Você está na página 1de 7

Pandemia, racismo e necropolítica como agravantes na violência

contra a população negra e sua cultura no Brasil.

Andresa Cristina Silva Moreno

O ano de 2020 tem sido um ano de resistência às investidas de um feroz


conservadorismo neoliberal, que nos arrasta rumo ao aprofundamento das
desigualdades, violências e abandono do Estado, fazendo regredir anos de conquistas
sociais e políticas da maioria brasileira que é negra, pobre e trabalhadora. Fato é que nos
encontramos neste cenário bem antes da eleição de Jair Messias Bolsonaro, mas as
piores expectativas tem-se se cumprido com êxito tão logo ele assumiu como
presidente. Já vivíamos um avanço reacionário que atinge principalmente a população
negra, porém, desde a chegada da COVID-19, a ameaça crescente a essa parcela da
sociedade estende seus braços não apenas sobre os corpos negros, mas sobre a cultura, a
identidade e a subjetividade negra no Brasil.

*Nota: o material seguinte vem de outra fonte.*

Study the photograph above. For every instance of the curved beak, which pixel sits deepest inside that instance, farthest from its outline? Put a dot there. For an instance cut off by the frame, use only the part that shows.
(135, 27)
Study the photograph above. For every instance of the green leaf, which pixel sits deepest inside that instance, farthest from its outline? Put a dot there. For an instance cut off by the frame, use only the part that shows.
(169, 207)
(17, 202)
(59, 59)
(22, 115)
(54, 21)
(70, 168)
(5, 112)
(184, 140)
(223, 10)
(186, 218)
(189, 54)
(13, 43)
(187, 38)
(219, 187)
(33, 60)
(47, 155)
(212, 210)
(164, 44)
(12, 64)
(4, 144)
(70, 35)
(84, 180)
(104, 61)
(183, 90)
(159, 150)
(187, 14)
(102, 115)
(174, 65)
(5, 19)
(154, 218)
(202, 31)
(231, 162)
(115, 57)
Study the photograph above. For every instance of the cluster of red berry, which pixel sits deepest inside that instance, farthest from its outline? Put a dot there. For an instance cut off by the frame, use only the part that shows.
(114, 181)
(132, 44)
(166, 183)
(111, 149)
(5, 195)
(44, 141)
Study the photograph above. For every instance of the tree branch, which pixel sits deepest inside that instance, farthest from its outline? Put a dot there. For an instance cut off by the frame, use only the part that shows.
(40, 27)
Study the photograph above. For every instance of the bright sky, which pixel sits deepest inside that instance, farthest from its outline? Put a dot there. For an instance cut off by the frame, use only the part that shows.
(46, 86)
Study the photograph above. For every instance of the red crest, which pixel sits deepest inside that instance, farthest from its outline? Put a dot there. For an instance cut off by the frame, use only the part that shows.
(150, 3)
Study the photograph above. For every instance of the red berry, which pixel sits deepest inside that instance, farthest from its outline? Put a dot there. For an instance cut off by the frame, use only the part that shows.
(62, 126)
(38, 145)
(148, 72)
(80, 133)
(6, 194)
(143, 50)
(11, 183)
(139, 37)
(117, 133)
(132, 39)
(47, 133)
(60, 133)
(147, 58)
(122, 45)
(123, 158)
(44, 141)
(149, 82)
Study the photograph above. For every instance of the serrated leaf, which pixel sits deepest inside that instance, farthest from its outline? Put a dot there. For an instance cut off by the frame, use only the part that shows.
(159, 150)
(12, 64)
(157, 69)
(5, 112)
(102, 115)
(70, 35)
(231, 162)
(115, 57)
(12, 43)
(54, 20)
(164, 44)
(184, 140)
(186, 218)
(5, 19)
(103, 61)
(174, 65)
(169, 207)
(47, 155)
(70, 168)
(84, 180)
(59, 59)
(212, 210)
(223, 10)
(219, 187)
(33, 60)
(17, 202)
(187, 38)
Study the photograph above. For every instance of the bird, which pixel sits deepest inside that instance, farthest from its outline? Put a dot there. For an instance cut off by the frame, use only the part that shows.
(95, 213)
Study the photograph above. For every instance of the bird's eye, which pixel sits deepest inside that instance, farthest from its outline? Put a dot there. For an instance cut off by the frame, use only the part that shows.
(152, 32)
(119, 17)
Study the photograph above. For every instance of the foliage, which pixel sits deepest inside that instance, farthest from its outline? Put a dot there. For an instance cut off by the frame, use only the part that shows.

Os acontecimentos do início do mês de agosto oferecem retrato perfeito do que


têm sido, para um país com dimensões continentais, enfrentar uma pandemia sob a
gestão de Bolsonaro e sua equipe. Já consolidado como um dos epicentros da
transmissão do vírus no mundo, o Brasil atingiu no dia 8 a marca de 100 mil mortos por
complicações da COVID-19. No mesmo dia, o presidente, que desde o início assumiu
posturas como: minimizar os efeitos da pandemia e defender o uso de medicamentos
sem atuação cientificamente comprovada, utilizou as redes sociais para criticar o
isolamento social e até mesmo responsabilizar a imprensa pelas consequências da
doença no Brasil: "O tempo e a ciência nos mostrarão que o uso político da Covid por
essa TV trouxe-nos mortes que poderiam ter sido evitadas.” (sic). Sob tais condições,
essa pandemia tem evidenciado as inúmeras desigualdades sociais do país e, sobretudo,
desvelado a estrutura racista que sustenta o Estado Brasileiro.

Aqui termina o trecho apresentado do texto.